Or deep in the money puts, for example, that has existing open interest and there will be other traders that will try to exploit somebody else’s inefficiency not exercising those puts for the interest. And you could kind of figure those out based on other circumstances. This situation that I gave you is open interest and maybe in the case of the next dividend, if the stock was going next dividend the next day.
And a lot of that is from experience. You’d have to know like these are the types of traders out there and this is what their intent is in this situation. Sometimes we see roles that are that are recurring. They’ll roll from one option to the next, and sometimes you could even see it’s consistent by the timing as well. And there are certain strategies out there that have to roll that are just based on rolling to the next exploration, for example. So these are other clues that you could tap into by using other information. Like you said it could be open interest, it could be an ex-dividend coming up, it could be expiration, it could be earnings. And that will allow you to make better determinations of what just happened.
Jeff Praissman
Now, is it possible to determine which side of the spread the trader took?
Dmitry Pargamanik
Yeah. So every trade will have a buyer and a seller to transact. And the question is, well, maybe who’s the initiating trader? Or the person the end user wanted to initiate the trade with and maybe access the liquidity of the markets.
And sometimes yes, sometimes no. Sometimes you can make a determination who’s the initiating trader or the most likely initiating trader based on certain surrounding circumstances. Like the markets at the time of the trade and where the trade price happened relative to the markets, but it’s not always that simple.
You could look at how the markets were lined up prior to the trade, at the time of the trade and after the trade. That could clue you in. Sometimes you’d have to look at if it was maybe a call spread that traded. You might want to take a look at the synthetic or the corresponding put spread where the market is to get a sense of where the initiating trade came from.
So that one- it’s not a simple answer. It’s not provided to you on the trade table where there was an incoming order from a customer and they bought it from a market maker. We don’t have that information. That’s not provided. But there are surrounding data points that there are instances where you could make a logical inference with a high degree of confidence.
Jeff Praissman
Got it, got it. Now do people day trade spreads or are they more of a long-term play?
Dmitry Pargamanik
Yes. So we did look at that as well. When we looked at the spread and sometimes you will see certain spreads that they will trade in the morning. And then we track the trading in that particular spread to see if they trade out of it, they hold on to it, do they accumulate more? And we see both sometimes. People will look at a pull spread, for example, and they day trade the call spread. They’ll have a viewpoint that day, maybe that the stock is more likely to go up, for example, and they’re going to choose to use a call spread to get that long exposure.
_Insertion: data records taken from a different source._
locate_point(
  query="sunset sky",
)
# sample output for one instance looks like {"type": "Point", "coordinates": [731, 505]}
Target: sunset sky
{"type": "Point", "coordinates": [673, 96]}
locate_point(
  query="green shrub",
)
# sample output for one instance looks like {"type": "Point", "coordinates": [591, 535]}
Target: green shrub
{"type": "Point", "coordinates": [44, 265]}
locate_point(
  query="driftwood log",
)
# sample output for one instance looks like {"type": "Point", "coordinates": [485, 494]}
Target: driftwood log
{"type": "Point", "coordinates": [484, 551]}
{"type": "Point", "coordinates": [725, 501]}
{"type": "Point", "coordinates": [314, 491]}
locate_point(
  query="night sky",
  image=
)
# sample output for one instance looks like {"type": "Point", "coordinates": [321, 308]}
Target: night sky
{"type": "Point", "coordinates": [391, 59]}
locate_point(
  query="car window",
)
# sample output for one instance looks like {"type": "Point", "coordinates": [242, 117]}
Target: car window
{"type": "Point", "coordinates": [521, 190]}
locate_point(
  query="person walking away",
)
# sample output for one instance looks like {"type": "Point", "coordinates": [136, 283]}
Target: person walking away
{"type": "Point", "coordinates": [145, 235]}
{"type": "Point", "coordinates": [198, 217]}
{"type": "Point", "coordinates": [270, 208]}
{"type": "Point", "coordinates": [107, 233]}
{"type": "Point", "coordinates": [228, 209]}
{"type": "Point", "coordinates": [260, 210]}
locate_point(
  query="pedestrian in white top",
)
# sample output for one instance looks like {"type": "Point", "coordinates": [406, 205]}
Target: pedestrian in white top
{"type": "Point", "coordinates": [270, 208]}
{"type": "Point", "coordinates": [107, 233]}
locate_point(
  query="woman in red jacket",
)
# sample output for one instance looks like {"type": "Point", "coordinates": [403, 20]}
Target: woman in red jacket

And we’ve seen the call spreads sometimes trade in the morning and they’ll trade at them in the afternoon, sometimes at the end of the day. And sometimes they’re locking in profits, sometimes they’re locking in losses as well. And there are other times where people will put on a spread and they will hold on to that spread all the way till that expiration. You know, even if it’s going out in many months. So it’s very interesting lots of different ways people will use the multi-leg trades and trade them and we’ve seen both sides.
Jeff Praissman
In several past podcasts and webinars, the three of us have discussed option volume. It’s been a subject that we go back to and discuss. And I’m curious. Generally it’s always been overall option volume that we’ve talked about. But I’m curious what underlyings have you seen have the most spread volume recently?
Dmitry Pargamanik
What we’ve seen is that pretty much across the board, we’re seeing people use multi-leg trades, almost all stocks. So it’s not even very.. it’s not exclusive to certain particular stocks that people use multi-leg trades. Like for example 0DTE options. You only see them in a few places where the list 0DTE.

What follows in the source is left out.